Ignore vague feedback.

Clark says that the first rule of thumb is to ignore vague feedback. Clark's first boss would send back her work with feedback, "Make it different!" While you need to listen to your fellow executives, investors, and board members, you should ignore feedback when it's so ill-defined.

Clark says when people share "maddeningly non-specific feedback," including criticism like "I didn't think it was as strong as it could have been" or "There was just something off," it's not worth your time. "If they can't tell you exactly what the issue is, it's not your job to figure it out (unless they sign your paycheck)," she writes.

Ignore critiques on things that work.

You should ignore feedback when the critique is about "exactly what you're going for." If you release a product for a niche audience and someone tells you "it's too niche-y" this should help you realize what you're doing is working. Clark says she got an email from a reader who was unsubscribing to her newsletter because she found the emails to be "overly familiar," which is Clark's goal.

"Clearly this woman wasn't a fan of my approach, and that's perfectly OK. It simply means she's not my target audience, and her unsubscribing--which would be easy to take as a rebuke or rejection--can instead be taken as feedback that my goal of being a different kind of business thinker is working," she writes.

Ignore individual opinions.

If your entire customer base tells you the same thing, you better listen. But if one customer dishes out a particularly negative critique, don't give it much weight. "But the opinion of one person, no matter how influential that person is, isn't always reliable," she writes. 

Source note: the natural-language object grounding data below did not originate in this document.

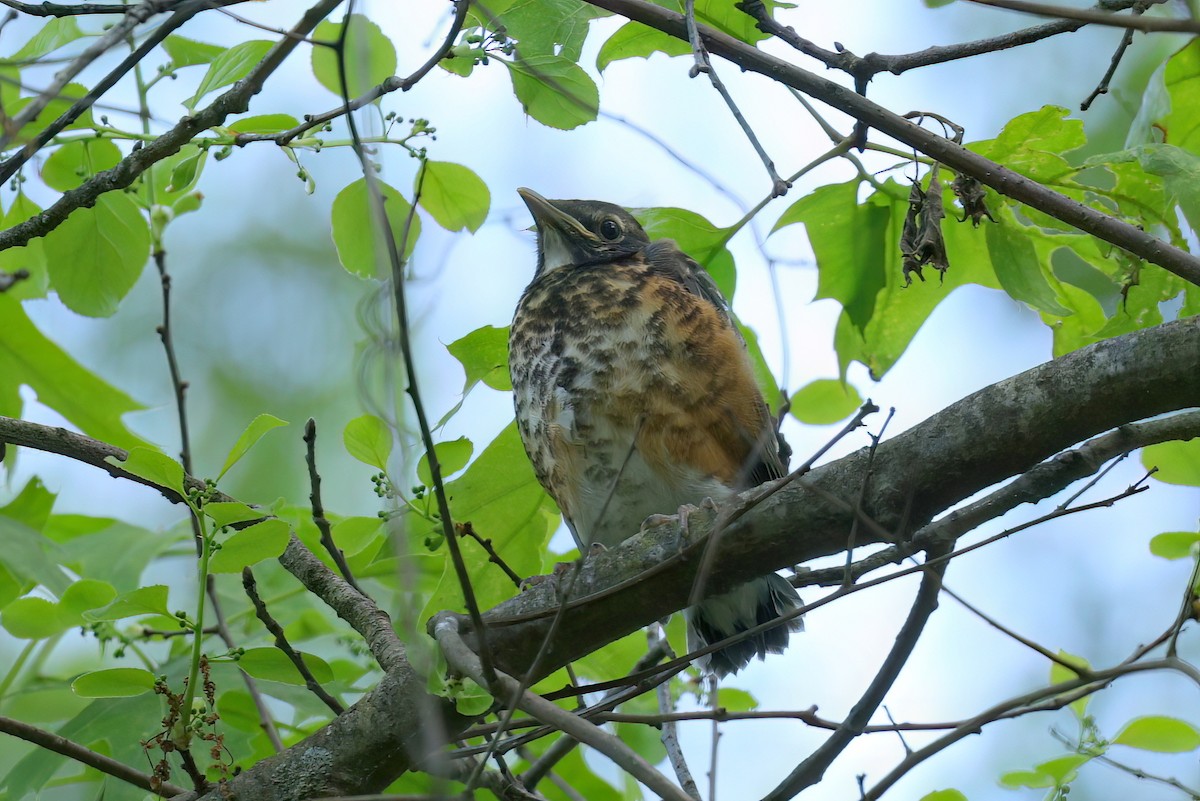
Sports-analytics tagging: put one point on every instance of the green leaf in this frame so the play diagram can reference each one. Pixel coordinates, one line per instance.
(186, 52)
(66, 97)
(1179, 462)
(1063, 770)
(453, 457)
(255, 432)
(29, 257)
(850, 241)
(29, 359)
(370, 56)
(1161, 734)
(1018, 266)
(900, 311)
(637, 41)
(83, 595)
(1019, 778)
(453, 194)
(229, 66)
(555, 91)
(360, 244)
(114, 682)
(186, 172)
(1060, 673)
(250, 546)
(736, 700)
(33, 618)
(30, 558)
(229, 512)
(762, 375)
(155, 467)
(53, 35)
(825, 401)
(264, 124)
(31, 506)
(469, 698)
(271, 664)
(949, 794)
(1033, 144)
(697, 238)
(96, 254)
(501, 497)
(484, 355)
(354, 534)
(369, 440)
(142, 601)
(75, 162)
(1182, 82)
(1174, 544)
(543, 26)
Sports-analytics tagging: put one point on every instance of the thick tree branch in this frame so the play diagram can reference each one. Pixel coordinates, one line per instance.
(996, 433)
(1000, 178)
(234, 101)
(84, 756)
(991, 435)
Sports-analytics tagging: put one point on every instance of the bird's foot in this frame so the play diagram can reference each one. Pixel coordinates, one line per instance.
(683, 516)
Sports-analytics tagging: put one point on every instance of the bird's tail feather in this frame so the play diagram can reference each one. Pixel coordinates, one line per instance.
(724, 615)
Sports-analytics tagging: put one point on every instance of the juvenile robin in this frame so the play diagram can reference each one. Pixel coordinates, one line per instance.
(635, 397)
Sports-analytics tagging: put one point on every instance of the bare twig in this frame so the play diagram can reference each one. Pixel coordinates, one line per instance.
(702, 64)
(281, 642)
(865, 67)
(88, 757)
(468, 530)
(1055, 696)
(997, 176)
(1103, 86)
(465, 661)
(670, 736)
(813, 768)
(234, 101)
(1097, 17)
(385, 88)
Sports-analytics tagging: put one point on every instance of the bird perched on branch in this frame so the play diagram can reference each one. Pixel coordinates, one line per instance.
(635, 397)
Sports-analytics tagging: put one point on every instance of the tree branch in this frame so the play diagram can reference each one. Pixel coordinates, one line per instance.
(996, 433)
(85, 757)
(1000, 178)
(234, 101)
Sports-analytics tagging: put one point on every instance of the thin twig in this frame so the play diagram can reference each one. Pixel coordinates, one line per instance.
(564, 745)
(1056, 697)
(1006, 181)
(468, 530)
(385, 88)
(281, 642)
(233, 101)
(779, 186)
(318, 509)
(466, 662)
(1146, 24)
(814, 766)
(670, 736)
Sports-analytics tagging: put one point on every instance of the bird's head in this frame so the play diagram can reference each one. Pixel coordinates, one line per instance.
(577, 233)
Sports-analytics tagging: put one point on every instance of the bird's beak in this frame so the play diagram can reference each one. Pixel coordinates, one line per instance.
(550, 218)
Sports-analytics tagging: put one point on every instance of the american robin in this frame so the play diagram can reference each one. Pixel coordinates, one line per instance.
(635, 396)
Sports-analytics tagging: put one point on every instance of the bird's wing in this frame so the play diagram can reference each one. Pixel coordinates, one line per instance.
(756, 446)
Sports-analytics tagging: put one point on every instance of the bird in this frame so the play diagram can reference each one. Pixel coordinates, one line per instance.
(635, 397)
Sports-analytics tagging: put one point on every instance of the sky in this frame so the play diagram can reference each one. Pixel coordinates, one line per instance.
(1084, 584)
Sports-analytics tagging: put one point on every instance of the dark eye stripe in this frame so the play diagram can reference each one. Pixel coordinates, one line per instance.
(610, 229)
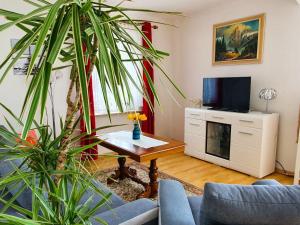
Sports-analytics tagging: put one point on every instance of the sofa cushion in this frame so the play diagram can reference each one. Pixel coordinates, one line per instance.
(267, 182)
(195, 204)
(173, 204)
(250, 205)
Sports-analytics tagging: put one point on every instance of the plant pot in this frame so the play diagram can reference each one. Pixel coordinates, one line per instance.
(136, 133)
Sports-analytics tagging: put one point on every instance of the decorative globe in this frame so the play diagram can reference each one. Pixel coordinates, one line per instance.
(267, 94)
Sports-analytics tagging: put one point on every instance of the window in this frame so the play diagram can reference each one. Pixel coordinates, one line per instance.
(100, 108)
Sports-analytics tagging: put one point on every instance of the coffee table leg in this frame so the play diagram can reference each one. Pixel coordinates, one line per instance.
(122, 168)
(122, 172)
(153, 178)
(151, 188)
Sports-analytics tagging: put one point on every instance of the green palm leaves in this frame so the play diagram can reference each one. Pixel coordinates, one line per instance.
(73, 32)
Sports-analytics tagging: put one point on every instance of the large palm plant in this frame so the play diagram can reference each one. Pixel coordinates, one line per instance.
(68, 33)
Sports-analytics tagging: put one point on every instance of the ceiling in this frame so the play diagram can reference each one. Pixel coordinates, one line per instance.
(168, 5)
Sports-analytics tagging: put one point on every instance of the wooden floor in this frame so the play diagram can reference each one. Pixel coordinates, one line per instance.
(195, 171)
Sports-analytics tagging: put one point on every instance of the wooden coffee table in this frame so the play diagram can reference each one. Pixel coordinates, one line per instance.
(124, 145)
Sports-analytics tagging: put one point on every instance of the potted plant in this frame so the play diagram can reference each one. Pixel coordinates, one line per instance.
(80, 35)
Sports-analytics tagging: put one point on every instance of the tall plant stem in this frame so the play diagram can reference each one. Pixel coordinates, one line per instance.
(72, 110)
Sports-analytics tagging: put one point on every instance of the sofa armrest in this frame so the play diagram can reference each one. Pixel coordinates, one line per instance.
(139, 212)
(174, 207)
(267, 182)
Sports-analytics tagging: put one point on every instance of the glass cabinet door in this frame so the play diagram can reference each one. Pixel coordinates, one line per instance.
(218, 139)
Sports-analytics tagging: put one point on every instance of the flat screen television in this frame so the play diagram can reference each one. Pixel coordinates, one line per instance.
(227, 94)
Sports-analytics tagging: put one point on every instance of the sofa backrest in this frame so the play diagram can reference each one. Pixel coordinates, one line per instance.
(250, 205)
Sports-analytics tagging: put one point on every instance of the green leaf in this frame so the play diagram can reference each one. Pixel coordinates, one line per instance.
(49, 21)
(18, 220)
(20, 53)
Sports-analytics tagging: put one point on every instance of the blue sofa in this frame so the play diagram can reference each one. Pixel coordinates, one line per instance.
(263, 203)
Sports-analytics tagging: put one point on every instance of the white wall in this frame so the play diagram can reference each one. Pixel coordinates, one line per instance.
(280, 68)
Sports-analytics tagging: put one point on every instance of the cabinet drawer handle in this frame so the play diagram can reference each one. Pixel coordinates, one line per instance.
(247, 121)
(195, 125)
(241, 132)
(218, 117)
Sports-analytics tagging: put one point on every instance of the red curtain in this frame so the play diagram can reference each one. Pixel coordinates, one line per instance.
(92, 152)
(148, 125)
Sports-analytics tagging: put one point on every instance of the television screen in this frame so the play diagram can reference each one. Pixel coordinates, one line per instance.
(228, 94)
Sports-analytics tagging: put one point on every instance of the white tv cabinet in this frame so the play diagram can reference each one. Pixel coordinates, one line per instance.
(253, 139)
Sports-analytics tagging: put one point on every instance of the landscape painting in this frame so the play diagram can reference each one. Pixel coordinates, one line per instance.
(239, 41)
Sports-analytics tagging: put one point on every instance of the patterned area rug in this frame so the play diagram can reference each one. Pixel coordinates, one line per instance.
(129, 189)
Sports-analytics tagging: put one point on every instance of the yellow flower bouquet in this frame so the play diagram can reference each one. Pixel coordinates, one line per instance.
(137, 117)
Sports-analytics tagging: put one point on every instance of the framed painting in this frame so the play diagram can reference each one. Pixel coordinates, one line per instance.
(239, 41)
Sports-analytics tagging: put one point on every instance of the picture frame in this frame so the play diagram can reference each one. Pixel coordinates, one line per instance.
(239, 41)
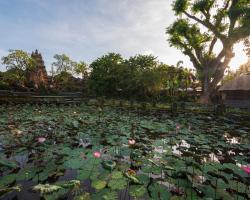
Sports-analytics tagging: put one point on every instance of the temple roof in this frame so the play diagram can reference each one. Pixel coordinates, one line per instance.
(241, 82)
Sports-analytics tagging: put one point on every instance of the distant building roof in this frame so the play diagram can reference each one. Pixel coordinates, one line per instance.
(241, 82)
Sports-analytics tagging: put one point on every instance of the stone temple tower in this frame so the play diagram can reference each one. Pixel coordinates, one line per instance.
(38, 76)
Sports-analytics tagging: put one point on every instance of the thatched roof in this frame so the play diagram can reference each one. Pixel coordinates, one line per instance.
(241, 82)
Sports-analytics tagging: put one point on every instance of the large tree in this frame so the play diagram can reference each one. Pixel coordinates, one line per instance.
(18, 62)
(201, 25)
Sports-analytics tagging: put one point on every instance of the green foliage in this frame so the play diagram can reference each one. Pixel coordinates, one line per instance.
(141, 77)
(18, 59)
(202, 25)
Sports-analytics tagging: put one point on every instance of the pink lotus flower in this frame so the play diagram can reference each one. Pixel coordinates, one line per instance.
(131, 142)
(97, 154)
(177, 128)
(41, 139)
(246, 169)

"It's quite possible that their feedback isn't about you at all; it could be the result of them having a bad day, or their own personal bias (you're an abstract expressionist and they only like figurative painters), or the fact that you remind them of their mother-in-law," she writes. "One person's opinion isn't a trend."

Ignore personal attacks.

Sometimes, people don't like you and sometimes they will tell you. When it comes to Internet-based feedback, you should realize that the cloak of anonymity, or pseudonymity, can give people the courage to say hurtful things. Just because they are targeted towards you doesn't mean you need to heed their criticism.

"It isn't that your facts are wrong, it's that you're stupid. It isn't that they disagree with your strategy, it's that you're ugly. (One Twitter user recently sniped about my haircut.) Is it possible there's a grain of solid critique inside their schoolyard rhetoric? Maybe," she writes. "But--per the policy of only listening to feedback when it comes from more than one person--you can safely ignore the overt haters. If they have a point, you'll hear it eventually from someone else, in a form that's more professional, respectful, and less damaging to your psyche."

Ignore feedback from unreliable sources.

You should listen to feedback from trusted peers and respected sources, but you should ignore criticism from suspect sources. "Everyone may have an opinion, but that doesn't mean it's useful. Just as, in the Internet era, it's easy to drown in information overload if you don't meter your intake, the same is true of feedback," she writes. "The best way to sort the wheat from the chaff is to decide in advance who you respect, and only choose to listen to those people. If your friend who's a speaking coach tells you how you can improve your stage presence, you may want to listen; a random audience member, not so much."